93P Benchmarking Local Large Language Models for Child Welfare Text Analysis

Schedule:
Thursday, January 15, 2026
Marquis BR 6, ML 2 (Marriott Marquis Washington DC)
* noted as presenting author
Zia Qi, MSW, Research Technology Specialist, University of Michigan-Ann Arbor, Ann Arbor, MI
Brian Perron, PhD, Professor, University of Michigan-Ann Arbor, MI
Joseph Ryan, PhD, Professor, University of Michigan-Ann Arbor, Ann Arbor, MI
Bryan Victor, PhD, Associate Professor, Wayne State University, Detroit, MI

Background/Purpose

Child welfare agencies maintain extensive collections of unstructured text data, including investigation summaries and case notes, that could significantly inform practice and policy. These valuable resources remain underutilized due to processing limitations. While cloud-based large language models (LLMs) offer powerful analytical capabilities, they present serious data security concerns when handling sensitive child welfare information. Locally deployed LLMs provide a promising alternative, but researchers face a daunting selection process among hundreds of available models without domain-specific performance metrics. This study addresses this gap by developing and applying child welfare-specific benchmarks to systematically evaluate locally deployable LLMs on tasks essential for the analysis of child welfare text data.

Methods

Our research team developed comprehensive benchmarks across five critical domains in child welfare text analysis: identification of 1) general substance use issues, 2) opioid use specifically, 3) domestic violence indicators, 4) gun safety concerns, and 5) housing instability factors. For each domain, we created standardized classification tasks requiring models to analyze case text and identify the presence of domain-specific risk factors. We assessed each model's performance by comparing AI-assigned classifications against expert human coding, calculating reliability metrics to determine accuracy and consistency.

Results

Our evaluation revealed distinct performance patterns across the ten local models tested. Several models achieved reliability scores exceeding 0.80 with human coders, allowing optimization for speed and efficiency without sacrificing accuracy. Importantly, we found no consistent correlation between model size and effectiveness on child welfare-specific tasks. Performance varied significantly across the five benchmark domains, with models often excelling in certain areas while underperforming in others. The housing instability domain presented unique challenges, requiring models to recognize diverse indicators ranging from explicit mentions of homelessness to more subtle references to frequent moves or unstable living arrangements. Notably, several smaller models outperformed larger alternatives on specific tasks, challenging the assumption that larger models are universally superior. All benchmark results will be updated immediately before the presentation to ensure participants receive the most current information on state-of-the-art model performance.

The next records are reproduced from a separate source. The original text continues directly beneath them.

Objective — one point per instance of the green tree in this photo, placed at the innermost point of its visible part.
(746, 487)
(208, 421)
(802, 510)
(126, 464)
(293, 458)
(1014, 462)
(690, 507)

Conclusions and Implications

These findings demonstrate that carefully selected local LLMs can effectively analyze sensitive child welfare text data while maintaining security and privacy. The variability in performance across domains highlights the importance of task-specific benchmarking when selecting models for specialized applications. By identifying models that achieve high reliability with human coders while optimizing for computational efficiency, this research provides child welfare agencies with a practical pathway to securely leverage their existing text data. This approach can transform how agencies extract insights from unstructured data to improve decision-making, resource allocation, and ultimately, outcomes for vulnerable children and families.